Skip Navigation Bar

XML MeSH, 2012. Documentation and Availability

1. General

XML MeSH contains all currently maintained MeSH data. A list of XML Data Elements is available. Also available is a conversion table which lists ELHILL MeSH and ASCII MeSH elements, with the corresponding XML MeSH tag. XML also includes data which are not in earlier MeSH formats, such as the concept structure similar to the UMLS. For more detailed information on the concept structure as well as the XML format, a background narrative is available.

2. Restrictions on use

There is no charge. Use of the XML MeSH file data is subject to conditions which are detailed in the Memorandum of Understanding.

3. Availability

The data for Descriptors and Qualifiers are updated annually and users of the data are encouraged to obtain the new year's data.

Supplementary Concept Records (formerly Supplementary Chemical Records) are updated in-house on a daily basis and are released in XML weekly (Sunday). They are coordinated with 2012 MeSH descriptors so that the data elements that refer to specific descriptor, such as the <HeadingMappedTo> element, have been updated to match a descriptor in 2012 MeSH.

MeSH Descriptors and Qualifiers are also published annually in a printed version, including MeSH Trees.

4. File format

4.1 Compressed files

Because the XML MeSH files are considerably larger than ASCII MeSH files, the Descriptor and SCR files are available in both compressed format (ZIP and GZ) format and full format. The file of Qualifiers is the full XML file.

4.2 ASCII and UTF-8

Data in XML MeSH files are encoded in the Unicode character set, specifically UTF-8. Most of the data are in 7-bit ASCII format, i.e., US-ASCII, which is a subset of UTF-8. However, a relatively small number of terms and Annotations contain one or more diacritical characters,  for example, "Carbocaïne", a French trade name for the anesthetic Mepivacaine. (Note the small "i" with dieresis, known in French as the tréma.).
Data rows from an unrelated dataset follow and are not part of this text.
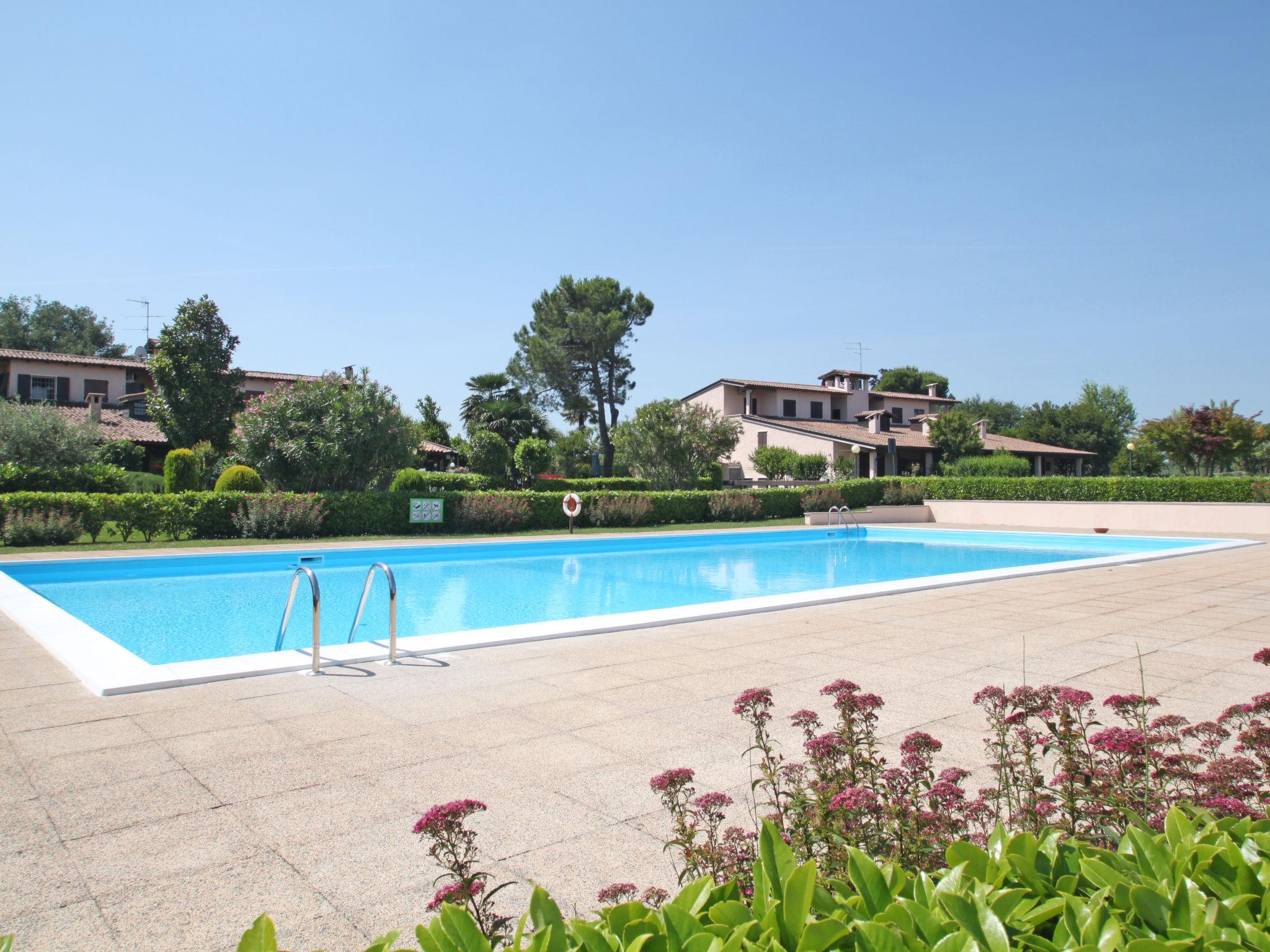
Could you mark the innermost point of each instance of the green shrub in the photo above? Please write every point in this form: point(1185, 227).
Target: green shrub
point(91, 478)
point(710, 478)
point(774, 462)
point(809, 466)
point(494, 512)
point(180, 471)
point(819, 499)
point(533, 456)
point(143, 483)
point(619, 509)
point(426, 482)
point(998, 464)
point(36, 528)
point(121, 452)
point(241, 479)
point(735, 507)
point(611, 484)
point(897, 493)
point(1194, 885)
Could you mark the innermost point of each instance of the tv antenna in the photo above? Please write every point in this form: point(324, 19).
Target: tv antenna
point(140, 301)
point(859, 350)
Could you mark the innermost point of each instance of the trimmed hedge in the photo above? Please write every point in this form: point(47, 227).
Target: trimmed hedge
point(180, 471)
point(211, 514)
point(616, 484)
point(92, 478)
point(426, 480)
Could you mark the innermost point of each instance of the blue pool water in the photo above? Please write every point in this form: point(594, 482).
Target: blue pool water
point(178, 609)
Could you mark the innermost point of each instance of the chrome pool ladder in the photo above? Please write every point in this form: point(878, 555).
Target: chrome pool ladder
point(838, 511)
point(286, 614)
point(361, 607)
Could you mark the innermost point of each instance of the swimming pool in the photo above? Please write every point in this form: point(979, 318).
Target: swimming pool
point(195, 617)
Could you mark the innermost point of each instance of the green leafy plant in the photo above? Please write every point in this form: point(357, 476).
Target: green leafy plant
point(331, 433)
point(22, 528)
point(121, 452)
point(735, 507)
point(997, 464)
point(180, 471)
point(489, 455)
point(774, 462)
point(809, 466)
point(239, 479)
point(619, 509)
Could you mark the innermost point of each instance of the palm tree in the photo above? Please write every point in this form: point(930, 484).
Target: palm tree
point(497, 405)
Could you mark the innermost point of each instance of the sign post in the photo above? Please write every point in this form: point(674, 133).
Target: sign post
point(572, 507)
point(427, 512)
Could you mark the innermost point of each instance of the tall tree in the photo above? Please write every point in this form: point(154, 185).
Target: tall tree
point(578, 346)
point(196, 389)
point(954, 434)
point(1113, 402)
point(431, 426)
point(1078, 426)
point(910, 380)
point(35, 324)
point(498, 407)
point(1000, 414)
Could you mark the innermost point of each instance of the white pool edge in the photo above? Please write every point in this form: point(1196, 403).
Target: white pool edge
point(109, 668)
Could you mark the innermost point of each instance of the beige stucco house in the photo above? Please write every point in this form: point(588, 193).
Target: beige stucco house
point(110, 390)
point(843, 412)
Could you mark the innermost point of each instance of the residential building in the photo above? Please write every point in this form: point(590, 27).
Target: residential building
point(110, 390)
point(843, 410)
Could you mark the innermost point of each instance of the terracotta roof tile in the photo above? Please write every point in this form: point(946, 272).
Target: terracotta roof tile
point(116, 425)
point(905, 437)
point(9, 353)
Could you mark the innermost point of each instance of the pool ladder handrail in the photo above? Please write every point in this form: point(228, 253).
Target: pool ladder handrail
point(286, 615)
point(840, 511)
point(361, 607)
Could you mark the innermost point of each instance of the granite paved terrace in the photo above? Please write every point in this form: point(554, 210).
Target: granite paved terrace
point(168, 821)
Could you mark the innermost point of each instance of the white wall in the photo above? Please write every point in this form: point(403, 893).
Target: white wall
point(1206, 518)
point(78, 374)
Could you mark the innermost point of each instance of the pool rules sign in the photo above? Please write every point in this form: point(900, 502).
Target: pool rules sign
point(427, 511)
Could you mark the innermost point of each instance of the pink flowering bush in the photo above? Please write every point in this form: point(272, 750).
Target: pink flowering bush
point(1055, 763)
point(463, 884)
point(280, 516)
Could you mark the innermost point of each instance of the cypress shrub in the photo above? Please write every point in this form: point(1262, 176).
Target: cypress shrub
point(180, 471)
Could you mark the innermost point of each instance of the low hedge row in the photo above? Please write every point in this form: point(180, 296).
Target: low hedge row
point(211, 514)
point(92, 478)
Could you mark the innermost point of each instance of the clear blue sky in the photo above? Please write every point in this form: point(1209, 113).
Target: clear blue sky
point(1019, 196)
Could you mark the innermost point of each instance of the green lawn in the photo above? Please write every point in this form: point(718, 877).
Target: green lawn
point(84, 546)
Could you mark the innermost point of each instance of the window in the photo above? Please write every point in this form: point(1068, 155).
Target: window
point(43, 389)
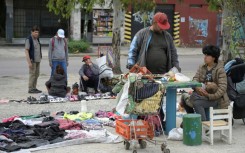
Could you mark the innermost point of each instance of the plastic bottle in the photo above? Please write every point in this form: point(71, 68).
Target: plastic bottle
point(83, 106)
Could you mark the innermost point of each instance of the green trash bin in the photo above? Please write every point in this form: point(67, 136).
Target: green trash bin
point(192, 129)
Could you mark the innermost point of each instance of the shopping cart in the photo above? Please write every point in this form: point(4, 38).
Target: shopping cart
point(145, 98)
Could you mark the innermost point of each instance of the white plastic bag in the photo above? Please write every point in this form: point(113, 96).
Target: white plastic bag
point(123, 100)
point(105, 71)
point(181, 77)
point(176, 134)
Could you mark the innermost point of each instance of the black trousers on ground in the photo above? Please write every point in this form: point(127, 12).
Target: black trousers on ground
point(92, 83)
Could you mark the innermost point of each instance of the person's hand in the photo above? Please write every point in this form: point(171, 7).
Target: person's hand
point(85, 78)
point(129, 66)
point(200, 91)
point(30, 65)
point(179, 69)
These are coded in UTF-8 format and will be correctly displayed by UTF-8 applications. Otherwise they may appear differently in different displays. Codings for diacritics in NLM data can be found in the table MEDLINE Character Database.

4.3 XML tagged format

Like all XML data, XML MeSH data consist in text bounded by beginning and end tags specific for each data element. The tag for a Descriptor record for example is:

 <DescriptorRecord ...> ... </DescriptorRecord>

An example of a term is:


Each data element or occurrence is contained on a single line but this is not required by XML format which uses the end tag to unambiguously mark the end of data.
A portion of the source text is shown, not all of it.